As junior year ends, excitement & worries about the future
I can easily deem my junior year of high school as one of the most hectic times of my life. Many of my peers may be feeling the same pressure as we near our last year and will soon be forced to make decisions about our impending futures. It’s not all bad, thinking ahead to what comes after high school brings a feeling of excitement, but it comes with a slight tinge of fear.
There are many questions that I have that I can’t ask or am afraid to. The fear leads to procrastination in hopes that steps towards the future, like taking the SAT, for instance, will just go away. It is my cognizant mind that reminds me there is no avoiding the inevitable.
Living overseas has its perks, but when it comes to this, I feel that there are some disadvantages my peers living in the U.S. don’t experience. Except for a short trip during winter break, I haven’t been to the states in about five years. I’ve lived in Japan for a majority of my life, which has made the thought of moving back to the U.S. after high school a bit more intimidating.

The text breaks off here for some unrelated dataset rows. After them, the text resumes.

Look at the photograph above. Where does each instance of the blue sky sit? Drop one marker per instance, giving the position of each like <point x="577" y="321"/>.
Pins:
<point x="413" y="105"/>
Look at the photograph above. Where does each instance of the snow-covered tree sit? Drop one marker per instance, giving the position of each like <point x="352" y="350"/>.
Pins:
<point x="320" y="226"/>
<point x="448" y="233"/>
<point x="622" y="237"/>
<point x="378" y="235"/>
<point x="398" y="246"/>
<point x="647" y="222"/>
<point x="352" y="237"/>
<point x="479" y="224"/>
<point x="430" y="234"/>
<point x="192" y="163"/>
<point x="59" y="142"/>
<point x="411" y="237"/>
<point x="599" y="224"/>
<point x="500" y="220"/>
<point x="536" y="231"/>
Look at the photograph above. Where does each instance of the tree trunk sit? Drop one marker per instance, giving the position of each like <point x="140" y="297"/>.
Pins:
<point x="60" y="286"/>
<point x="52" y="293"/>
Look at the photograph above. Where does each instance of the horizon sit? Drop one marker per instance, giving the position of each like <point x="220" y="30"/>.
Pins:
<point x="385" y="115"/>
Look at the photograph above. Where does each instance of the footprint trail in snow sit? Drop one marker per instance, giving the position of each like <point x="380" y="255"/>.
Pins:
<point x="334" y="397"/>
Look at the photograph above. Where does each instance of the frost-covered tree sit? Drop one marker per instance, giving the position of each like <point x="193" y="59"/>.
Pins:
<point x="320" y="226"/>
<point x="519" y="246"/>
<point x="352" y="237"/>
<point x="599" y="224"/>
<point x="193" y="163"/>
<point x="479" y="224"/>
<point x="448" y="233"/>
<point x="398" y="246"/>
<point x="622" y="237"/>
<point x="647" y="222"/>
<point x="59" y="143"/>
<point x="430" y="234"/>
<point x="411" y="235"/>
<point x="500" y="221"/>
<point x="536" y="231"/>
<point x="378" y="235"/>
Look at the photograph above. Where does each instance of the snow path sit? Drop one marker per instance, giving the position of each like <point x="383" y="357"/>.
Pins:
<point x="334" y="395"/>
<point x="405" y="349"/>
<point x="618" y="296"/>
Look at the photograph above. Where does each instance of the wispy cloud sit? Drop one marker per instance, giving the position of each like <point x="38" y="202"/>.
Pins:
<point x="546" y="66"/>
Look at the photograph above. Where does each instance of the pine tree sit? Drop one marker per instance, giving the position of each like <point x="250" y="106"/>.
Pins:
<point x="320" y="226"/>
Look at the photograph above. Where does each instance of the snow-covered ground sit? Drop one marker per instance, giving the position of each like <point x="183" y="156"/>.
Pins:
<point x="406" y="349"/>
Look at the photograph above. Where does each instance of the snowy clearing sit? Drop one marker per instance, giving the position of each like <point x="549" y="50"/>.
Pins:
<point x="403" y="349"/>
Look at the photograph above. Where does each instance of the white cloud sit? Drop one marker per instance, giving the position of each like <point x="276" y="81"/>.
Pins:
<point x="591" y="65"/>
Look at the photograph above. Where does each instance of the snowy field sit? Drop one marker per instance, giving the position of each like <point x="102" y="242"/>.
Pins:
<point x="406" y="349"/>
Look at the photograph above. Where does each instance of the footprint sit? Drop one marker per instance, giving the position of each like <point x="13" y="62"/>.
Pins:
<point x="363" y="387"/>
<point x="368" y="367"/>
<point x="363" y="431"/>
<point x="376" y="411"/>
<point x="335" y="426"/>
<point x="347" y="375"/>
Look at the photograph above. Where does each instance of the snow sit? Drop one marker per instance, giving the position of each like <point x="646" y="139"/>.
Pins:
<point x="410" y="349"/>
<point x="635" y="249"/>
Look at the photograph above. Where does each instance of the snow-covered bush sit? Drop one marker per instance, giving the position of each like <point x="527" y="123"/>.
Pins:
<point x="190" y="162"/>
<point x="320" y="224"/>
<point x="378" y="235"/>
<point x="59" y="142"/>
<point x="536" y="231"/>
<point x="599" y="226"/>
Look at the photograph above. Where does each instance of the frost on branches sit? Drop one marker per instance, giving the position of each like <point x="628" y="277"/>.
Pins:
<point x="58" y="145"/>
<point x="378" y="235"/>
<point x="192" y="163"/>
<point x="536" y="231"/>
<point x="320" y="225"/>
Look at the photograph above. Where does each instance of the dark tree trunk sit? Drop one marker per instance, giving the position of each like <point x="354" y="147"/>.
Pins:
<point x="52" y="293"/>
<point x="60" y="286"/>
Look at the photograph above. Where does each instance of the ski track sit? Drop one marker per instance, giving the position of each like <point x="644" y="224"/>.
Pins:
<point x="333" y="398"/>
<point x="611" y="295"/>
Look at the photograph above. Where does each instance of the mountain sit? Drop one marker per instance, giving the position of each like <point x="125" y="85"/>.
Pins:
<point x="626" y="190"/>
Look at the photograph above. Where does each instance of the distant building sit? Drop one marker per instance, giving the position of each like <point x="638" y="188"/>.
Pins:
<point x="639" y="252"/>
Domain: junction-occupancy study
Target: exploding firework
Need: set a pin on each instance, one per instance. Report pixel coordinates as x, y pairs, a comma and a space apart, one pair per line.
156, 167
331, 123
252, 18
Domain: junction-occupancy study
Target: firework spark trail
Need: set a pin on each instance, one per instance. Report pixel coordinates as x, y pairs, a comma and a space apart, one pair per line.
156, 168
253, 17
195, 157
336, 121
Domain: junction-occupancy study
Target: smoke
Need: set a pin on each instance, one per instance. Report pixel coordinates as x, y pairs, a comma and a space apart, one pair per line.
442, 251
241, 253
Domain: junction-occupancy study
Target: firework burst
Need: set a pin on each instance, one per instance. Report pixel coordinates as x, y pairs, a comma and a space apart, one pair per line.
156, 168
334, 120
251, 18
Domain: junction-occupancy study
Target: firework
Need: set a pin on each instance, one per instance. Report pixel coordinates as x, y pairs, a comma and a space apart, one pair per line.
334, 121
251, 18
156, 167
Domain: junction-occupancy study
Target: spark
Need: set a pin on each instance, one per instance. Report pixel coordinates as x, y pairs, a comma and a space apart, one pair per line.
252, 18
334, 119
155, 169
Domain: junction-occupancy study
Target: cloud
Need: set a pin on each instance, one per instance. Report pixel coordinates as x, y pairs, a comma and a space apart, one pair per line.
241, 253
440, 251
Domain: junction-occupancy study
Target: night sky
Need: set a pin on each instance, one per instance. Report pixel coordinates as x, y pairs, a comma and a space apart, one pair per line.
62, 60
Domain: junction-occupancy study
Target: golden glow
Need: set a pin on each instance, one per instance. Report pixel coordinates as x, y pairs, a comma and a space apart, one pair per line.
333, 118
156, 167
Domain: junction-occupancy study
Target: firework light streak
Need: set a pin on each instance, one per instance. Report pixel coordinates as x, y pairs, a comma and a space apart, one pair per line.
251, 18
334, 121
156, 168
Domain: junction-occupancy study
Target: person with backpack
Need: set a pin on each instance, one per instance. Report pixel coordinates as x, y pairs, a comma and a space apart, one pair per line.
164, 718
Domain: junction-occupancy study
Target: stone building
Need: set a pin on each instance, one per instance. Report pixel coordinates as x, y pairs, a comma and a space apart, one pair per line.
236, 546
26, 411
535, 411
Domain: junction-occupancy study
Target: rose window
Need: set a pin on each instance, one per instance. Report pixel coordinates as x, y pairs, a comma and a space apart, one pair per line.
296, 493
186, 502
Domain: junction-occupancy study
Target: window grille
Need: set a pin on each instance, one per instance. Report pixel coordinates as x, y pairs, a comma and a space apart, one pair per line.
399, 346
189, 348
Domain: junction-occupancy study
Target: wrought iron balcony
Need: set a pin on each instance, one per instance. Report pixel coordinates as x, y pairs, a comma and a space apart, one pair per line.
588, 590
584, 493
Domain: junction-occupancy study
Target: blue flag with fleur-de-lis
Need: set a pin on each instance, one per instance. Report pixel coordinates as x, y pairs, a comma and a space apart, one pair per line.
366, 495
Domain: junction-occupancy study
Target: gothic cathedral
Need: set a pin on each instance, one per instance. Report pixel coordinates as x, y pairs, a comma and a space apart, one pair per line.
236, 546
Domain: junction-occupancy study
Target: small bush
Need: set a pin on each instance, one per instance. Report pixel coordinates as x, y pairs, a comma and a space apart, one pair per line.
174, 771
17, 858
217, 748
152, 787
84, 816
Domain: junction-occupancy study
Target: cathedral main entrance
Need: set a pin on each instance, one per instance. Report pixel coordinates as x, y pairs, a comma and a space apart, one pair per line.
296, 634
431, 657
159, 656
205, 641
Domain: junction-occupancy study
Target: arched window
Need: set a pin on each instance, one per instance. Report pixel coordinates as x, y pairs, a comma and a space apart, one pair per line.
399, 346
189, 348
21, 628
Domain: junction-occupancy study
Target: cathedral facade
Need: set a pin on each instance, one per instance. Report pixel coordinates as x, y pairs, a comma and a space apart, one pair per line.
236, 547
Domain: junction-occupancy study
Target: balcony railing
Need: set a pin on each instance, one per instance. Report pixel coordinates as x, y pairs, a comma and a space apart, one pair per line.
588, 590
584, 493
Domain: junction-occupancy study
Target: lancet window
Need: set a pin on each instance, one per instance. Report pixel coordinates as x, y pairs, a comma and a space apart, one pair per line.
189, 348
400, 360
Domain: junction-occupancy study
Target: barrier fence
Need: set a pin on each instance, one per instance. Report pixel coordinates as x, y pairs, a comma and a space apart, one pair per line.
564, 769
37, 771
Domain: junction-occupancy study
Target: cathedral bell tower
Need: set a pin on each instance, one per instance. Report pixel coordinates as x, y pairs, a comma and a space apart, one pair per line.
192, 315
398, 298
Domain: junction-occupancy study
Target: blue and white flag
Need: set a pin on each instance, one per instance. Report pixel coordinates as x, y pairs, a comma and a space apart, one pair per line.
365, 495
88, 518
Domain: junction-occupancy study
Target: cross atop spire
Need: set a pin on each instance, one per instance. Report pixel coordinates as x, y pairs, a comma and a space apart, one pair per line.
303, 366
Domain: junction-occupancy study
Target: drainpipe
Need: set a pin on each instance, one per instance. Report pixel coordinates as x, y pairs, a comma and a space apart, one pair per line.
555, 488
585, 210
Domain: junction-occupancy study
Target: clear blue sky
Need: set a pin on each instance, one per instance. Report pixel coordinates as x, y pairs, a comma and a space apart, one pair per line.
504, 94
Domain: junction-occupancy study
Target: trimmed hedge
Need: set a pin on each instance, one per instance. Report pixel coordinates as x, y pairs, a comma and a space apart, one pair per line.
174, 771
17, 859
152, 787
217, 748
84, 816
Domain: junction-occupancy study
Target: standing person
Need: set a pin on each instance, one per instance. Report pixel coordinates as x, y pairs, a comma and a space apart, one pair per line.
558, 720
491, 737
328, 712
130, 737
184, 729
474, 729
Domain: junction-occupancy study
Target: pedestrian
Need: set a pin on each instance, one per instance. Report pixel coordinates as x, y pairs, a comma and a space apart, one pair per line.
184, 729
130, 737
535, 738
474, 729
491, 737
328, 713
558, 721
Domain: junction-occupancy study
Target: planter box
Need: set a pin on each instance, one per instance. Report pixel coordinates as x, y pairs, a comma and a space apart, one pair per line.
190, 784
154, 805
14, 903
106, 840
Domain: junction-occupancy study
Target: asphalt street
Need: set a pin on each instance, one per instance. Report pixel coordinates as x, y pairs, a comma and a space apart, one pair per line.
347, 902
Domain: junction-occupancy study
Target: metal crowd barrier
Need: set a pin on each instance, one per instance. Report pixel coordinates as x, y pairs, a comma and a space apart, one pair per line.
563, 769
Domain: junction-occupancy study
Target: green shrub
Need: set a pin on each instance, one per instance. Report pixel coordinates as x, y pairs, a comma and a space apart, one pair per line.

With many outside factors pressuring me to make the right choice, it goes hand in hand with my own internal voice of constraint that carries its own uncertainties. If I do go to college, where will I live? Will I have a roommate? How would I pay for a car? Would I even have a car?
As my senior year nears, I have a lot to think about: Will I go to college? Take a year off? Go to a trade school? The idea of going to college right after high school also comes with the realization (and fear) that I’ll have to become an adult fairly quickly. Another option is one very familiar to me: enlisting in the military. Opposed to the various other aspects of my life, being around the military has been one of the few elements that has remained a constant. And because a majority of my decisions so far are based on what will make me most comfortable rather than what might be considered a better option, joining the military has crossed my mind.
Since I know the time is getting closer, I am getting ready for senior year and beyond by taking precautions that I believe will benefit me in the long run. I have applied for summer hire, which will hopefully give me an opportunity to have more of an experience in the workforce to help better prepare me for the future. I have spoken with military recruiters as well as my school counselor in regards to what choice I will make after I graduate, which has given me some insight and things to consider. I plan to take all standardized tests next year and hope to be ready by the time school is over. The future is still fuzzy, but my parents have reassured me that no matter what decision I make, they will support me in any way they can. Whatever the case may be, I feel comforted in the fact that I will have my family to help and guide me through the tough times.
Despite the anxieties I have about the future, I have high hopes for senior year. I hope that as the months pass and I grow into my new senior status, I will, too, grow into the confidence I will need. My mind will probably change about a dozen more times before I graduate, and even perhaps, again afterwards. But, I trust myself to make the best decision that will benefit me the most, as well as giving me a sense of comfort rather than stress and doubt. I trust that the future bears good things, as well as the opportunity for me grow in whichever choice I make.